Depending on your particular strategy there are a number of different orders you can place. The most common types of orders you will come across when spread betting are stops and limits, and these can come in the form of either orders to open a new position or to close an existing bet.
Orders to open
These orders can be used to open a deal automatically for you when the market hits a certain level. Say you want to sell GBP/USD when it reaches 1.5400, as your research suggests it will drop soon after.
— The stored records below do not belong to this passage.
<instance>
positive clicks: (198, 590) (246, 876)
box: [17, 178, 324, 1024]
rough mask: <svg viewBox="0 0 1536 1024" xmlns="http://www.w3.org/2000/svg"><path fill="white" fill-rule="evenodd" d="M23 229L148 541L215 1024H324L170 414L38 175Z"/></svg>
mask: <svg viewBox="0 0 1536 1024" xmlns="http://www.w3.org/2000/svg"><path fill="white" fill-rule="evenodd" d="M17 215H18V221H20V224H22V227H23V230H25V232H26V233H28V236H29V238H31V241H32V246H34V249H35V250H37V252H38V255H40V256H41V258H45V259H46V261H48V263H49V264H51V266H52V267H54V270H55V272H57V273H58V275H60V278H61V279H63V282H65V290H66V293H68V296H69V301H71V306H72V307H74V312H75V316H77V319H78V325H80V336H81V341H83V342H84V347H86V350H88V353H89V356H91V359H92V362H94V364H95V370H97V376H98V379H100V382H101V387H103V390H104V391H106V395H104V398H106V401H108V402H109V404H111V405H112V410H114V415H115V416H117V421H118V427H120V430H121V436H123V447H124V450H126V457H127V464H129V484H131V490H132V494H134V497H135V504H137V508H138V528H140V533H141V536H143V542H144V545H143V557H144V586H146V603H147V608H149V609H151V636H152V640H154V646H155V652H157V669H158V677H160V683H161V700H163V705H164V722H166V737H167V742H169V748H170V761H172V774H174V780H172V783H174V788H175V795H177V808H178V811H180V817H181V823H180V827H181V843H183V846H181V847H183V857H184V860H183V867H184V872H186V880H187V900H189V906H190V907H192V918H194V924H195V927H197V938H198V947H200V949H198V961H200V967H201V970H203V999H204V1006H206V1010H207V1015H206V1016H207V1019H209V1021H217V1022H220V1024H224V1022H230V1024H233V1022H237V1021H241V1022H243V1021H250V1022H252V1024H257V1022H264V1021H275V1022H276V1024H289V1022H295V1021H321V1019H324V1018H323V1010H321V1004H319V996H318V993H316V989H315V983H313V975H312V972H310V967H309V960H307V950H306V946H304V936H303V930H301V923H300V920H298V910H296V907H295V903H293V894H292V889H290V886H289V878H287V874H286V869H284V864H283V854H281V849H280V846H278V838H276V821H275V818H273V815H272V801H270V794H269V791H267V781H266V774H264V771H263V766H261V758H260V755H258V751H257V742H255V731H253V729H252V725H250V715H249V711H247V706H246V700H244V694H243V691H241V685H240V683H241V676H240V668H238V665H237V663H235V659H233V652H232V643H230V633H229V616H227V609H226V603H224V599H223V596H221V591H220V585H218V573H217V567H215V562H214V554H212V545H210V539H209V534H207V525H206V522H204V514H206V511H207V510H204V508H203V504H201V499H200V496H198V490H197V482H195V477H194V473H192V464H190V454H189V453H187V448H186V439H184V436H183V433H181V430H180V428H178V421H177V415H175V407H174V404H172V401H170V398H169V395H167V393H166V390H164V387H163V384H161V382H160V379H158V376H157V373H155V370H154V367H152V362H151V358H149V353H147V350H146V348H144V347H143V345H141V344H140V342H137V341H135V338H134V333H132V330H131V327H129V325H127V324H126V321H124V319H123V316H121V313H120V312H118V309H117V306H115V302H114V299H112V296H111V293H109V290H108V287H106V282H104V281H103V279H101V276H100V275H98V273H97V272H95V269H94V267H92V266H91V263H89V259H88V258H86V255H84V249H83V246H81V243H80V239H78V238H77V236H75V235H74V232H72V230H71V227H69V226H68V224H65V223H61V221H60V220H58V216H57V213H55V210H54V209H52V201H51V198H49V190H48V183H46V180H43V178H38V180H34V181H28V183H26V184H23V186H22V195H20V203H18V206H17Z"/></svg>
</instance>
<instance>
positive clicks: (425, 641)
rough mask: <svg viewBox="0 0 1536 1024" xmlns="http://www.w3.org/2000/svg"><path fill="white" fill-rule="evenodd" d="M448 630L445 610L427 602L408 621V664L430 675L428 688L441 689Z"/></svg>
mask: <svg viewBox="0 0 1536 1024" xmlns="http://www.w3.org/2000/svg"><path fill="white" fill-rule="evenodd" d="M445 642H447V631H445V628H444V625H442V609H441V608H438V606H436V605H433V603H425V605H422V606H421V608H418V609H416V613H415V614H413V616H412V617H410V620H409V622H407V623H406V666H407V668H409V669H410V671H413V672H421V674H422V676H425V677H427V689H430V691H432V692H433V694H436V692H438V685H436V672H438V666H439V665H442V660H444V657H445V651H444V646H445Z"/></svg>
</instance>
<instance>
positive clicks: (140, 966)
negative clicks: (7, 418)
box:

Instead of constantly monitoring the market, you can set up an order to open your position when it reaches that level.
Orders to open are sometimes called entry orders.
Orders to close
Orders of this type will automatically close an existing deal when the market hits a certain price.
They are often used when you’re looking to lock in potential profits once a price moves in your favour (a limit), or to cap your losses if you’re concerned a market may move even further against you (a stop).
Orders to close are sometimes called closing orders.
While entry and closing orders are only executed when the market hits the price you want, a market order is an instruction to carry out a deal immediately at the best available price for your specified bet size. In other words, execution speed takes priority over price.
As long the underlying market is liquid enough, ie there are enough willing buyers and sellers, a market order will be carried out straight away.
You should use this type of order if your key aim is to deal immediately and – importantly – only if you accept that the order may be executed at a worse price than the current buy or sell price.